Atilla Ege, the president of the association, has seen 626 UNESCO World Heritage Sites as of the time we spoke. According to what he says, he is number two in the world in this matter currently, and will be first next year—we hope! He has been traveling with his wife Nihal since 1971. In the early years, he would go wherever fate would take him... Since 2002, however, he has been pursuing the list. In his own words, he says, “We met a Swiss couple at a guesthouse in southern Chile, and we were chatting with them. They said they were going to go on to some other place from there. Almost involuntarily, I asked why—they said it was because that place was on the World Heritage List. I didn’t understand at first, of course, and they explained at length. And I said, “Well, well, well.” I researched it immediately upon my return, and wrote to UNESCO asking for information. And I got hundreds of pages of information. We translated it, and then we picked up a map and started to travel. We had already seen part of those on the list before, but we did them all over again as we didn’t know their true value.”
After a while, they started wondering about the state of the situation in Turkey, and thus they started their travels in Istanbul. As they toured the Hagia Sophia, they asked a Turkish guide, “Do you tell tourists that this place is on the UNESCO World Heritage List?” “No,” replied the guide… And then they experienced the same in Troy, the Great Mosque in Divriği, and in Nemrut... They realized that neither the governors, nor the mayors, nor the guides were aware of the situation. After ruminating upon what to do, they decided to tell and practice in Turkey what they saw and learned abroad as best as they could. They shifted their goal from seeing 626 places all the way to researching what was being done in these 626 places. Later, they took what was essentially an oath to explain what they encountered first to officials and then to everyone they encountered.

“Our Such-and-Such”
For Serdar Ahıskalı, the vice president of the association, the situation wasn’t so different. He, too, was enlightened at a distant corner of the earth a few years ago, just like so: “We were in Angkor Wat in the northwest of Cambodia. At the gate was the emblem of a World Heritage Site… And beneath it was a list of sites possessing titles in two categories of World Heritage—both cultural and natural heritage, that is… And then I saw that Pamukkale from Turkey was among them too. I was very embarrassed—I was learning a very important cultural fact concerning my country from a sign in Cambodia.” The rest is obvious—he met with Atilla Ege and founded the association.
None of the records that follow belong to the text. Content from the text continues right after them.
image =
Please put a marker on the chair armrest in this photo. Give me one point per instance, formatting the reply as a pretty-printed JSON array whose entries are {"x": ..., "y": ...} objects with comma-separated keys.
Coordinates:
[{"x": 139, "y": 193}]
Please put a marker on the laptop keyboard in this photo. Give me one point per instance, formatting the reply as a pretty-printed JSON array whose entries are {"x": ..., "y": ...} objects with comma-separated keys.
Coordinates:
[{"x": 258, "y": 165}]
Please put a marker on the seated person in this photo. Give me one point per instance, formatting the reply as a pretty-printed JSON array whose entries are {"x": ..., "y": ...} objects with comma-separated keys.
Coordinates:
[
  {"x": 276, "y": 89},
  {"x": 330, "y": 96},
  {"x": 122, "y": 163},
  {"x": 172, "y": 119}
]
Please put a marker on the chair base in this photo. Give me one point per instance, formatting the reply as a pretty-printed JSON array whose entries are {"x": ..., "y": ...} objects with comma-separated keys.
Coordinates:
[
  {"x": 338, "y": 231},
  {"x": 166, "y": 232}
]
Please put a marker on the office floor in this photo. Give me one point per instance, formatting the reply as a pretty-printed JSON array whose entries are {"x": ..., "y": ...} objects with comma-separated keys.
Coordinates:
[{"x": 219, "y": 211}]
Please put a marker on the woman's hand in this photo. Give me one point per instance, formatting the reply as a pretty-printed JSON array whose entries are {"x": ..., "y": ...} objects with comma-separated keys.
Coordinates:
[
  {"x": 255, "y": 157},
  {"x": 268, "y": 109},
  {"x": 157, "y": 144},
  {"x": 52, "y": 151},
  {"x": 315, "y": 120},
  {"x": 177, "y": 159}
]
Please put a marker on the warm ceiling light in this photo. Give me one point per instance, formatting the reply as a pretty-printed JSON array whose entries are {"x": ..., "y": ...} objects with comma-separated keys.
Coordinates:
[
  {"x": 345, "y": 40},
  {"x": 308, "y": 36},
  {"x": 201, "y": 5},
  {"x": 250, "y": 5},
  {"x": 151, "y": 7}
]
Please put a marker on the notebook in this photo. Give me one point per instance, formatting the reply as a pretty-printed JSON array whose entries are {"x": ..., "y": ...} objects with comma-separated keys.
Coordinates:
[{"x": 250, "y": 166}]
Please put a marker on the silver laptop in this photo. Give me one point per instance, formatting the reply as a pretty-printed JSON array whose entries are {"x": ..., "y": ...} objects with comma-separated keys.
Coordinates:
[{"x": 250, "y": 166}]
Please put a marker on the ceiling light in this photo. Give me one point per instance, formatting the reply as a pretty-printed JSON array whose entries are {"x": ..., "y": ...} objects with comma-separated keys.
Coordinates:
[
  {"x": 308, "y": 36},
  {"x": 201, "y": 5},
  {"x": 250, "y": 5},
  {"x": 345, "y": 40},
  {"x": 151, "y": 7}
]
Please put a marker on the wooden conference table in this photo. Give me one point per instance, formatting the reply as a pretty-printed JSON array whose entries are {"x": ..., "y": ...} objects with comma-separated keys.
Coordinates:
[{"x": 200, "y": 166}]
Now, he constantly compares when visiting World Heritage Sites—he sometimes utters, “If this place is on the list, our such-and-such would easily enter…”
And when we ask what that “such-and-such” is, Ahıskalı explains, “UNESCO has selected a consultant and an international expert, and it has determined a number of criteria; and furthermore, they’re free of charge… All you must do is make a nice presentation and conform to UNESCO’s conception of universal values, that being, ‘Does the exceptionality of a place’s cultural and natural properties transcend national boundaries and represent a shared value for humanity in future generations?’ If it does, then it is an international duty to preserve this heritage. Why do people want to see World Heritage Sites on their travels? It’s because they are one hundred percent certain that they will find value there.”

Ten of those sites of value are in Turkey, in Anatolia, right beside us… Then, to use an Anatolian saying: “Move into action!”

WHERE DID THIS IDEA COME FROM?
The idea for the World Heritage List was proposed when the Egyptian government requested assistance from UNESCO to save the temples of Abu Simbel and Phila in the Nubia region, which would be covered in water when the Aswan Dam on the Nile filled up. It was henceforth understood that certain places on earth were part of a shared world heritage and that it is important to guard them.

WORLD HERITAGE IN NUMBERS
In meetings it has held regularly every year since 1978, UNESCO has declared 725 World Heritage Sites, 183 Natural World Heritage Sites, and 28 Cultural and Natural World Heritage Sites. Therefore, 936 sites in 151 out of 187 member countries were registered as heritage sites belonging to all the world’s people.